In the world of horror, the flavor of the month is always melting rapidly down the sleeves of genre fans. It seems we can’t turn the corner without publications proclaiming the next savior of sanguine cinema. Most fall by the wayside as the massive studio machine consumes their former low budget indie sensibilities—and the graveyard is littered with the corpses of fallen anti-heroes. It appeared for all intents and purposes that Lucky McKee was set to follow that same downward spiral of failed filmmakers. After blazing out of the gate with his 2002 Dario Argento-esque shocker MAY, McKee’s follow-up film THE WOODS lingered in some sort of post-production hell having only just reaching DVD in the fall of 2006. In the interim, an episode of Showtime’s Masters of Horror may have given fans a bit of hope, but it paled in comparison to the visually arresting storytelling on display in his film debut.

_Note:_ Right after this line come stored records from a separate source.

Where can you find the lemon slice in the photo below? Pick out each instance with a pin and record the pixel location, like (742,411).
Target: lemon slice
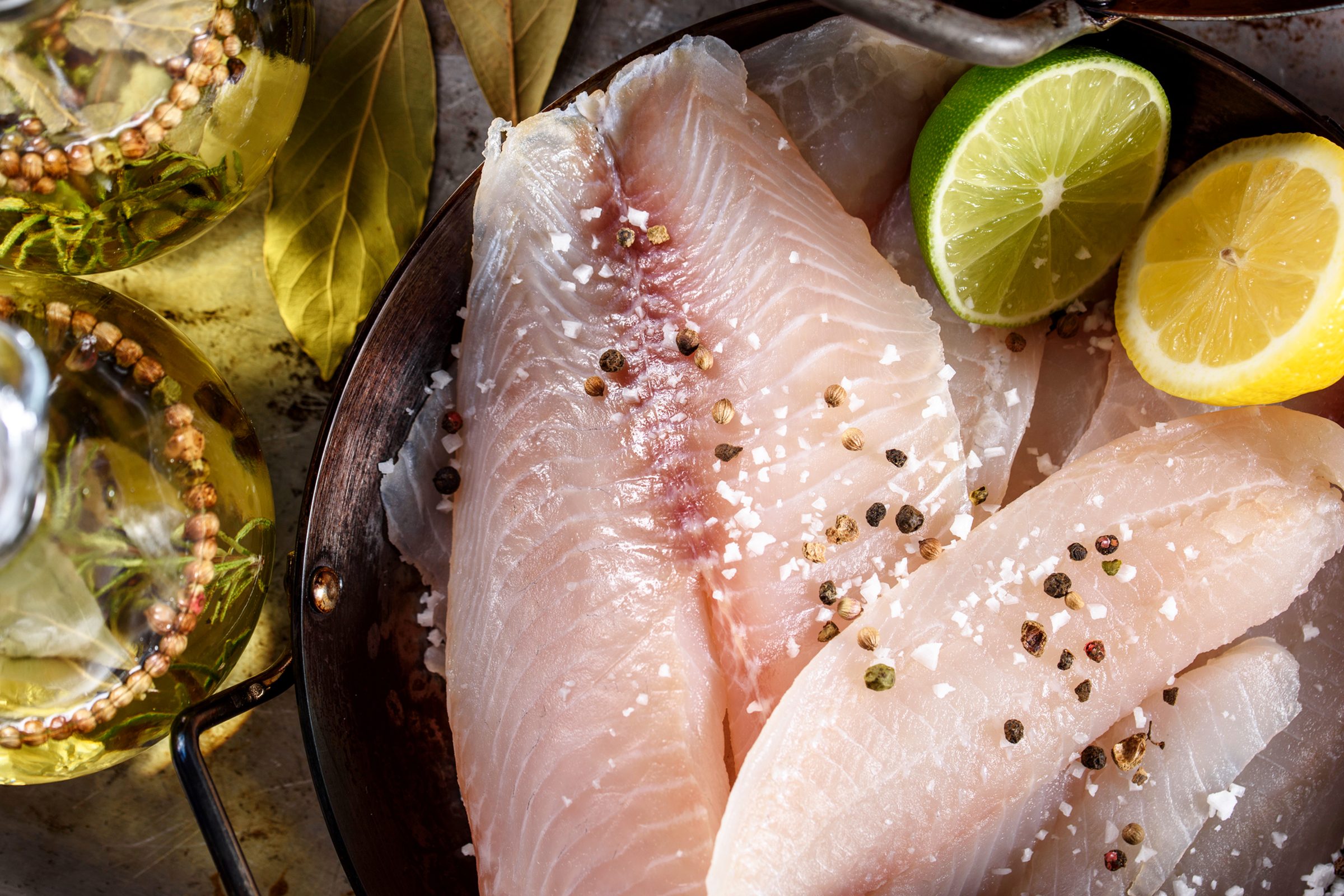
(1027,183)
(1233,292)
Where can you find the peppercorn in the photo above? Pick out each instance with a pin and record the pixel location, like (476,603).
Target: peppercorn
(1093,758)
(1034,637)
(909,519)
(726,452)
(1130,752)
(879,678)
(447,480)
(827,593)
(687,342)
(1058,585)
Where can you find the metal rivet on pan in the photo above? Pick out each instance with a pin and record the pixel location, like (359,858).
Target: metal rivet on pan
(324,589)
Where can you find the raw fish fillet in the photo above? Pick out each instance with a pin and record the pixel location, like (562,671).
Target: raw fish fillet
(1130,403)
(854,100)
(584,698)
(993,390)
(791,296)
(616,591)
(904,792)
(1226,711)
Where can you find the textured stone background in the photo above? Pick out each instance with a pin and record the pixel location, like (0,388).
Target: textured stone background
(129,830)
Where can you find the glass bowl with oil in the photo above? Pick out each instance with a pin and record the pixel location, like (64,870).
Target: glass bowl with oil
(136,528)
(131,127)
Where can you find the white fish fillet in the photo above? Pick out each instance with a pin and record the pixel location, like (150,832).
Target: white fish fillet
(902,792)
(616,591)
(792,297)
(854,100)
(993,390)
(1226,712)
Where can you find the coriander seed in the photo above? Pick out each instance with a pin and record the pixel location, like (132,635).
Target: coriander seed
(909,519)
(1034,637)
(1093,758)
(726,453)
(879,678)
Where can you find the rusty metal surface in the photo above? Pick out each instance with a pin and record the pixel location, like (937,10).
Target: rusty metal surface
(129,830)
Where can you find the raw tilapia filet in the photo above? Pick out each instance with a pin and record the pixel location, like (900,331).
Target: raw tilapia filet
(854,100)
(616,590)
(1225,712)
(992,388)
(904,790)
(584,698)
(791,297)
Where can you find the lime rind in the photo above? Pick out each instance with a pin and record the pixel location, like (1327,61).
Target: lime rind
(1010,223)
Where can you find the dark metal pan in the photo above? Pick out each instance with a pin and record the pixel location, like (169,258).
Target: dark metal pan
(374,720)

About the same time as McKee’s SICK GIRL, an hour-long fable of lesbian entomologists was creeping across television screens; rumblings of a semi-sequel to MAY were beginning to ooze out of the proverbial woodwork. With star Angela Bettis behind the lens, McKee himself would be stepping out as ROMAN—another desolate soul—like May—looking for some spark of life in this harsh world.
If MAY was a chance for Bettis and McKee to shine a well focused light into the fragile world of a young woman, with a terrible need for acceptance, only to watch that world come crashing down, then ROMAN shares its ragged heart as a less formal, cinema verite styled descent into one hopeless man’s undoing.
Roman lives an unremarkable life, trapped in a dead end job welding large sheets of steel; he shares little in common with his co-workers. Roman is a creature of habit, returning every day to his Spartan apartment complex, situating himself in front of the large window while sipping from the same brand of beer and smoking the same cigarettes. What is Roman doing? He’s waiting. Waiting for the arrival of an angel—an angel in the form of Kristen Bell (PULSE). Unable to confront her, fate nevertheless brings the pair together. With a pattern of staccato delivery, he manages to charm the beautiful neighbor over the course of a few brief encounters and just as his happiness seems possible, tragedy strikes and he kills the innocent girl. Unable to cope with the loss, Roman buries the body under bags-upon-bags of ice and keeps her held up in his bathtub.
As time begins to pass and Roman adjusts to life without his love, a new girl, Eva (Nectar Rose, SERENITY) steps into his world and begins to actively court Roman. Like him, she too has a dark side, but it’s belied by her sunny disposition. Still, despite the glaring duality of the pair, this sweet and shiny girl manages to attract his attention. Perhaps Eva will be the one to save poor Roman or will she discover the horrifying secret hidden behind his bathroom door?
Forget everything you know about MAY. For two films that share such glittering generalities, they are miles apart in aesthetic. Despite it’s budgetary constraints, MAY is still, for all intents and purposes, a slick looking horror film with a bloody swath of satire running red right through the middle. ROMAN is all tragedy. It’s bleak and the ending is—while not wholly unexpected—nonetheless, utterly disheartening.
Most fans cheered Bettis’ May on, as she went about building her world of perfection. In ROMAN, McKee changes the focus of the audience’s sympathies and turns the man at the center of the film into the ultimate underdog. With the death of Kristen Bell, the audience is forced to witness one of the most uncomfortable 2 minutes of film in recent memory. The aftermath of that moment is even more disturbing as the realization of what has occurred consumes the character. Roman is not a wicked man. He’s not a faceless killer. Like May, he is utterly alone in the world and his desire for human interaction is so deep that the prospect of losing it forces a subconscious decision with unexpectedly catastrophic results.
When Roman meets Eva we can see that his walls are unfathomably high. Still, we hope and dream with him, that maybe, this girl will be the one to save his soul. Bettis and McKee have deliberately turned the pretext for the film on its ear by making Roman the most sympathetic of characters. Sure, we wanted May to have a better life, but ultimately the dream we have for Roman is to have a normal life. And this dream is shattered in the final frames of the film.
If the film has distractions, they falters fall mostly on the shoulders of first time director Bettis, who makes seemingly film-school style editing decisions and favors overlaying 2 and 3 images at a time on the screen—lending a decidedly 60’s vibe to the proceedings. The film is measured, and by that I mean, some viewers will find it laboriously slow paced. But, every ticking of the clock is moving the plot forward to the conclusion. It might seem a long journey to the finish line, but I assure you that if you give yourself over to the depth of the story, the prize at the end—however inevitable—is ultimately satisfying.
It’s no secret that McKee and Bettis work well together, it is surprising however that Bettis’—who is part of a filmmaking collective known as MoFreek—turn behind the lens is such an exceeding well-realized tale of tragedy. Is the film as great as MAY? The answer to that is almost as multi-layered as the story presented on screen. Regardless, one thing remains glaringly obvious. Bettis and McKee are a force in the industry and one that seems bent on defying the rules.